At the point where you’re worried about somebody busting down the door, you’re not in the frame of mind to tweak with your exposure, color balance, and so forth. Pretty much all you’re thinking is “which one is the winner”, so you’re blasting through trying to select your favorites and then try to upload them.

Meanwhile, we need to consider the capabilities of the adversary. The PRC could well have prevented us from seeing Widener and Cole’s photos, simply by locking down the AP’s offices. (Two other photographers smuggled their raw film out of the country for external processing.) In the modern era, in a country like the PRC, they could just as well cut off the Internet altogether. (We already know that the PRC is cranking up the filtering of the Great Firewall to block Flickr, Twitter, and other services around the anniversary of the Tiananmen Square events, so it’s easy to imagine far more draconian policies.) This places our hypothetical digital photographer in much the same problematic space as the film photographers of twenty years ago. Now we need to smuggle the bits out by hand.
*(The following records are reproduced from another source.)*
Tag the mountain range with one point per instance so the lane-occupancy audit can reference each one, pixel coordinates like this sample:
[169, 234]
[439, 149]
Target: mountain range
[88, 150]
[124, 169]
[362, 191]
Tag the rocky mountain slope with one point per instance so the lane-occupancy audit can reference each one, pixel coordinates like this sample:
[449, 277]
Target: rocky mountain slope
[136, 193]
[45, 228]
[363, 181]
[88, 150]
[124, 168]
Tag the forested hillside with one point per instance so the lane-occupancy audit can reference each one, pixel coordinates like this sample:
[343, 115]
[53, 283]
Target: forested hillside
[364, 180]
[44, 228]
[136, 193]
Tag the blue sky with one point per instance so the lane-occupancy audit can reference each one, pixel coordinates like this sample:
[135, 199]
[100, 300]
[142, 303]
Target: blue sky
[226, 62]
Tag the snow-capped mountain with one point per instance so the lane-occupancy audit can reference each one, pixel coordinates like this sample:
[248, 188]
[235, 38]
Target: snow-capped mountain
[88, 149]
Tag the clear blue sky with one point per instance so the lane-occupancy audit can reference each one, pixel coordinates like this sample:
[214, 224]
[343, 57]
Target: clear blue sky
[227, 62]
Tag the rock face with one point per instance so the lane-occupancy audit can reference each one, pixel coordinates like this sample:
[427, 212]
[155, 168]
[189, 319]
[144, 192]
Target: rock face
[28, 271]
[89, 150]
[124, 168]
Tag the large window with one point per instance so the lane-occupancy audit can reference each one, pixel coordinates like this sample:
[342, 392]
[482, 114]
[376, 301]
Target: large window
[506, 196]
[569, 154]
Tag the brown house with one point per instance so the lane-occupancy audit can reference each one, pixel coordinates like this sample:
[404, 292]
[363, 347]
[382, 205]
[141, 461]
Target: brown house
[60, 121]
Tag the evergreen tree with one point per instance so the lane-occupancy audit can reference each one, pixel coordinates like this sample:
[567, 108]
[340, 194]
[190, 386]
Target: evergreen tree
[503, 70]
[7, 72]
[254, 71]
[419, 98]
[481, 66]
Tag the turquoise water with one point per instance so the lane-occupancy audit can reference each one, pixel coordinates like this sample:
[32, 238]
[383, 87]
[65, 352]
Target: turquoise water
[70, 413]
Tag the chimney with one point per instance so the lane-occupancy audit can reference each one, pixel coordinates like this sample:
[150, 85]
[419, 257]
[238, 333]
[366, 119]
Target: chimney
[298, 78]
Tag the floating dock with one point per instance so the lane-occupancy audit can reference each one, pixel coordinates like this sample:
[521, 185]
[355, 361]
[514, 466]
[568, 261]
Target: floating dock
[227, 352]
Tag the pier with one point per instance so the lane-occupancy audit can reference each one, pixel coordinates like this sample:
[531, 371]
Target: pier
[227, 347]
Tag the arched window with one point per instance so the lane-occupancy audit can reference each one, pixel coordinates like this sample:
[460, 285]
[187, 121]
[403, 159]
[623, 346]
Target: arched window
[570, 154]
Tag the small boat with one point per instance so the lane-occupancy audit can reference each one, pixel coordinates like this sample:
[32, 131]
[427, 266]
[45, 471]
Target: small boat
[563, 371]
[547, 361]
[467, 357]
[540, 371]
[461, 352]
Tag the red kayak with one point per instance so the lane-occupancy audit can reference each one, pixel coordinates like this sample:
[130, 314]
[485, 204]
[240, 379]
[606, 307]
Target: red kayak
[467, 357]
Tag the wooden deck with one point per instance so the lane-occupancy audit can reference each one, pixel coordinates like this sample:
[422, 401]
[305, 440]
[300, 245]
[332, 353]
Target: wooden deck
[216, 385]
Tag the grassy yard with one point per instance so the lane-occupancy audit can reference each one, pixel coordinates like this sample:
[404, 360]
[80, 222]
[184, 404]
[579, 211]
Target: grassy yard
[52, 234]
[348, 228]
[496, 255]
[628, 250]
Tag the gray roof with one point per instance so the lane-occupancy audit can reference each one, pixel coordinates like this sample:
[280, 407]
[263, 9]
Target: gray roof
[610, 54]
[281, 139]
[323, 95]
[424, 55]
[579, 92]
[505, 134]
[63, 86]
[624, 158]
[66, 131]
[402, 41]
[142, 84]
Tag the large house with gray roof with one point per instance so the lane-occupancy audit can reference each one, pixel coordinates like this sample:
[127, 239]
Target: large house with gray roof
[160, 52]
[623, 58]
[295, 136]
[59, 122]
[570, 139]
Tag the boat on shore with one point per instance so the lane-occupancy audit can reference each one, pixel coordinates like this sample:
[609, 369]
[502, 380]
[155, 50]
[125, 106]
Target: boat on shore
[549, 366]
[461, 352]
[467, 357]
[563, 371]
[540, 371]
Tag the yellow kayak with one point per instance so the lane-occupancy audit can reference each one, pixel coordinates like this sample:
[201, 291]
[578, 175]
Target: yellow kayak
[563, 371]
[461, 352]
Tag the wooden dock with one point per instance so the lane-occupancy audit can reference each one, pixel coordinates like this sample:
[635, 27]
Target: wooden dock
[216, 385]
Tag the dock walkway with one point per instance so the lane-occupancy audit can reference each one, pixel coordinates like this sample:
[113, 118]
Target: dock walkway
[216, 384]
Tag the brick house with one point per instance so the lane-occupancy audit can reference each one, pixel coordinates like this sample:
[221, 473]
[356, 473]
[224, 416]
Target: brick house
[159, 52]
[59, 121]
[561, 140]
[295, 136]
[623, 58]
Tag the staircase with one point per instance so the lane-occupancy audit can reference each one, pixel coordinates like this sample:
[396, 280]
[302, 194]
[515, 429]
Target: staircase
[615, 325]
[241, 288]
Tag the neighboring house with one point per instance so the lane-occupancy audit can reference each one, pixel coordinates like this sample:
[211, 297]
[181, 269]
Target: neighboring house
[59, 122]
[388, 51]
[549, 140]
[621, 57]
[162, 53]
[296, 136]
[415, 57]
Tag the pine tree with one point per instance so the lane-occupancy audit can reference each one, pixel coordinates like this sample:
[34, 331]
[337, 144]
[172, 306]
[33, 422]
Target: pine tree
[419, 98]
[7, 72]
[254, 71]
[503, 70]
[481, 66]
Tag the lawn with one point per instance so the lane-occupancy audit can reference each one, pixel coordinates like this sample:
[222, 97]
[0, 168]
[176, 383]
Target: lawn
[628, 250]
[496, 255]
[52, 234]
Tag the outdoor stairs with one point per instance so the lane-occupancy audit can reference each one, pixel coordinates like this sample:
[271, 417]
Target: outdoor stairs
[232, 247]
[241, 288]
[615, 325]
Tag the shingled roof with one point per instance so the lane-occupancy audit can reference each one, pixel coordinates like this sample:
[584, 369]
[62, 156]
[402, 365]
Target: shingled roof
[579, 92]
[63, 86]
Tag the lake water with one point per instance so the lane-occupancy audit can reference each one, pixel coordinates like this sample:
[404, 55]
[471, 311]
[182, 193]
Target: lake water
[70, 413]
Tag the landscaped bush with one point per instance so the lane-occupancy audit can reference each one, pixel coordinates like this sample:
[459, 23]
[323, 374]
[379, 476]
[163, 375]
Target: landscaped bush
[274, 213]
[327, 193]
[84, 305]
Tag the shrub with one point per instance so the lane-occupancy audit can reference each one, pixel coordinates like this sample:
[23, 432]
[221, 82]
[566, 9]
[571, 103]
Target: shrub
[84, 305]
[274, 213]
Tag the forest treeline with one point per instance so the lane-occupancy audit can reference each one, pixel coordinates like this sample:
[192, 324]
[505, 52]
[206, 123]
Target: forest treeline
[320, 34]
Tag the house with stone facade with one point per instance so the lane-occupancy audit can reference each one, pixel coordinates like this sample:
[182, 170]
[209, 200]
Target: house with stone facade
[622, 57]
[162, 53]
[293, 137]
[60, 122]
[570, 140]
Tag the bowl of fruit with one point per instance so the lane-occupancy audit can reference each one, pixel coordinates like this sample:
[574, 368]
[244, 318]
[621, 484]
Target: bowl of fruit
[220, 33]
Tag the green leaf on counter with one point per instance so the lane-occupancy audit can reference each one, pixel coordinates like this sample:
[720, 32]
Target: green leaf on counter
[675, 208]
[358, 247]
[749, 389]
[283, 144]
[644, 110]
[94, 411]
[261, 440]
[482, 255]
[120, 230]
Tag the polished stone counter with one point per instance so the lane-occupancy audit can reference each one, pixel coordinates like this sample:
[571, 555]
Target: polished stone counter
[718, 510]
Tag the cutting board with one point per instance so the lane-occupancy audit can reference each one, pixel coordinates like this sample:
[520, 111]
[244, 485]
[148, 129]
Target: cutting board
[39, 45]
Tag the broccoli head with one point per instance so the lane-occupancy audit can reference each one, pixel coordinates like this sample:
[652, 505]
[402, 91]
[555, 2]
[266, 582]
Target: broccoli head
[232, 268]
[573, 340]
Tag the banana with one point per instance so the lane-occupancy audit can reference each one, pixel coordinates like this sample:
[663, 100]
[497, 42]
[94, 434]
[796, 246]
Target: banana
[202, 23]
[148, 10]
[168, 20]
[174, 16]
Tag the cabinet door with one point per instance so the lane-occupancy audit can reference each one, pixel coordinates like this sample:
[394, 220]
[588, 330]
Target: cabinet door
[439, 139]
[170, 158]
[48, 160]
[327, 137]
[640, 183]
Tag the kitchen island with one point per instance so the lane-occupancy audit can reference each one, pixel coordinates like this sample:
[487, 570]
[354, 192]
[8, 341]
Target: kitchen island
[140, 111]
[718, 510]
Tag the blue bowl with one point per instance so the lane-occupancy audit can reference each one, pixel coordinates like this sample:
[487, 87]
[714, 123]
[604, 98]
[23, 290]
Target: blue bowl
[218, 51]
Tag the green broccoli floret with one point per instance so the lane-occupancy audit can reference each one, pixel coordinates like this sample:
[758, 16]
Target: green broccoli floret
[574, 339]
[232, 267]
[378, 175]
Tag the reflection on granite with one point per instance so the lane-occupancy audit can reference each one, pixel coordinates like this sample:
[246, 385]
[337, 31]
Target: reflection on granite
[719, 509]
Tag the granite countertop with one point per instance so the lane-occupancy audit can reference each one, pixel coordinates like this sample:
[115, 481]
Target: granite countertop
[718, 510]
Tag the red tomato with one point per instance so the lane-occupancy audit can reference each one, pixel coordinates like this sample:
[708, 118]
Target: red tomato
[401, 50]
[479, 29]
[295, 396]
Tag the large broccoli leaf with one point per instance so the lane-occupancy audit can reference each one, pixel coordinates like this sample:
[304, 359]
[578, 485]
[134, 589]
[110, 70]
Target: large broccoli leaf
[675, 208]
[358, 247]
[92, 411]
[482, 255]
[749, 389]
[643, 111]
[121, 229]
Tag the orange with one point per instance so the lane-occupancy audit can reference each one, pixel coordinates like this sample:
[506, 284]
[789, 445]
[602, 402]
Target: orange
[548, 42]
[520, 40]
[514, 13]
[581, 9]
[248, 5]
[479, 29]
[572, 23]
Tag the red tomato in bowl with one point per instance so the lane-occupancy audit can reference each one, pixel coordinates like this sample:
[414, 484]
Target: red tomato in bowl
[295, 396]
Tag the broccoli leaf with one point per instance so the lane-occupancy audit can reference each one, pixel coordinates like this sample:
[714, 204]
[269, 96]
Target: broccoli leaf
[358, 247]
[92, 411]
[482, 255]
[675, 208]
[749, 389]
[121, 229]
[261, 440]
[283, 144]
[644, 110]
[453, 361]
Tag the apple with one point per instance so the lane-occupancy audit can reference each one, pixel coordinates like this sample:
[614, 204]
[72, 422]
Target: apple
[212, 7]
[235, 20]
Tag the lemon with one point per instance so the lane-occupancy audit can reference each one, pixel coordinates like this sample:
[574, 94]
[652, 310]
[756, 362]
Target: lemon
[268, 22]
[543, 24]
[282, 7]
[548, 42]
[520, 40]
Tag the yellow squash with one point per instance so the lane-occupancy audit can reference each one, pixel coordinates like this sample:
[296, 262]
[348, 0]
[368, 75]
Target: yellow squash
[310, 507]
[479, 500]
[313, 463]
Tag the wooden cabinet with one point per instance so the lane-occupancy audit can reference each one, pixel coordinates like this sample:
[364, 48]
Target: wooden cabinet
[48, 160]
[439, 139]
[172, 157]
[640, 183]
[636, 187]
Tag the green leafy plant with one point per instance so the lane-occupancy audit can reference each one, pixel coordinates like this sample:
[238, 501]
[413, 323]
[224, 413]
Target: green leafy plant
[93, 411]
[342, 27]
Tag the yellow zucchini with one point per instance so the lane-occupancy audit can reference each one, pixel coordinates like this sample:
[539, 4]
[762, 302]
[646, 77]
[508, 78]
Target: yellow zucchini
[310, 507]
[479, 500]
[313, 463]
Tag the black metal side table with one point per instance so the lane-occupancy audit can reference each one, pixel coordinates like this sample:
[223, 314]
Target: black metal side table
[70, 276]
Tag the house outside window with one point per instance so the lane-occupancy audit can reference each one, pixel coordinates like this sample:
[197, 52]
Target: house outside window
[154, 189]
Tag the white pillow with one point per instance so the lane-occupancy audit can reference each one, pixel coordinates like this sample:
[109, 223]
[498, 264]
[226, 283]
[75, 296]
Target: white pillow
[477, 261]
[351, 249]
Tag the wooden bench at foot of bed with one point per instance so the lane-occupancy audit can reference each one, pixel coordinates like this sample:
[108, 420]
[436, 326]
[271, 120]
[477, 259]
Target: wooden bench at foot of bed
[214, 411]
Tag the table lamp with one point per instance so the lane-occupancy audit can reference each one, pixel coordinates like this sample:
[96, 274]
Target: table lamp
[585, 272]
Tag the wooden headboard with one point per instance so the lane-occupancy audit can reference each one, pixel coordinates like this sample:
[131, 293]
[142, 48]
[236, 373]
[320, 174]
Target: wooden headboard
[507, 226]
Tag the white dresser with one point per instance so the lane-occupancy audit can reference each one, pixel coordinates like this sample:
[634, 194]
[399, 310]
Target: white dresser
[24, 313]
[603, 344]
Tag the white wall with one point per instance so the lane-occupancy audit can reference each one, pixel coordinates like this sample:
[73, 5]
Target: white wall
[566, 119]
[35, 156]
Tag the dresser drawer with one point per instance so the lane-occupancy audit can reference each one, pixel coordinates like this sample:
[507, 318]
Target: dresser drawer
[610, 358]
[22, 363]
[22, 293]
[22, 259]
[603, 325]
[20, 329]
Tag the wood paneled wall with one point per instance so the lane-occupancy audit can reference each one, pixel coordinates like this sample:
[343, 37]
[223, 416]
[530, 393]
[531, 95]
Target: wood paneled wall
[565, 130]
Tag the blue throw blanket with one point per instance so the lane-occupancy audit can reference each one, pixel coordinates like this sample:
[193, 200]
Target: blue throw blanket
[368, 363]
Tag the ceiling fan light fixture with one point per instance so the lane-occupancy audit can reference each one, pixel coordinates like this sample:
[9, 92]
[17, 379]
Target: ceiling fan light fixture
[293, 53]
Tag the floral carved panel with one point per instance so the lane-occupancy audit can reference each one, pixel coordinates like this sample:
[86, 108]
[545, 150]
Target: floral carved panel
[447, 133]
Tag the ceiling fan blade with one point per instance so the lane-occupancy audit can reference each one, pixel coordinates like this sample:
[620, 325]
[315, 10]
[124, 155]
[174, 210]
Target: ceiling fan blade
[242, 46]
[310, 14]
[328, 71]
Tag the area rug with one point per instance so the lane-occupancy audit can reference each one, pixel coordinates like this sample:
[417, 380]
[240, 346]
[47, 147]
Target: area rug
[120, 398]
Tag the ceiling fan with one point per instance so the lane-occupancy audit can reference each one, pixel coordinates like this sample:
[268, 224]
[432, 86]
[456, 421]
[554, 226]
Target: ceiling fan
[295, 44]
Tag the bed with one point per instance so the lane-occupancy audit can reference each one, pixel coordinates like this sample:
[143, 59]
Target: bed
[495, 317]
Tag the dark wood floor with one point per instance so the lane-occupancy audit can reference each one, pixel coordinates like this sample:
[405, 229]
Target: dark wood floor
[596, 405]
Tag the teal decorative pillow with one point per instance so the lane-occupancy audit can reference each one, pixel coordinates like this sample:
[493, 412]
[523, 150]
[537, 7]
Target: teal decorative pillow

Traveling with film is a huge pain. Higher-speed film, and particularly black & white film, is annoyingly sensitive to airport x-ray scanners. It’s similarly sensitive to humidity and temperature. And, most important, you can’t see it or copy it until you process it, which isn’t really an option in a war zone. Instead, you’ve got the one roll with the one photo that you really want to get out. Alfred Hitchcock would call the film a MacGuffin and would spin a glorious tale around it.

Digital changes all that. Now, even if the Internet is down, the ability to copy bits is incredibly helpful to our photographer. An iPod, iPhone, or other such device will commonly have gigabytes of solid state storage within. That’s not enough room for everything, but it’s certainly enough room for the photographer to make copies of all the good stuff. Similarly, with memory cards getting so remarkably small (e.g., a Micro-SD card is 15mm x 11mm x 1mm), it’s easy to imagine smuggling them in a variety of places. Advantage to the photographer? Certainly so, but also very dependent on how much time and preparation was available before the police busted down the door. The CompactFlash cards used by most D-SLRs (43mm x 36mm x 3.3mm) are much harder to hide (e.g., you can’t just shove one into a crack in the floor).

There probably isn’t much point in trying to encrypt or hide the data. If the police are busting down your door, they’ll just take everything they can find and wipe everything before they give it back to you.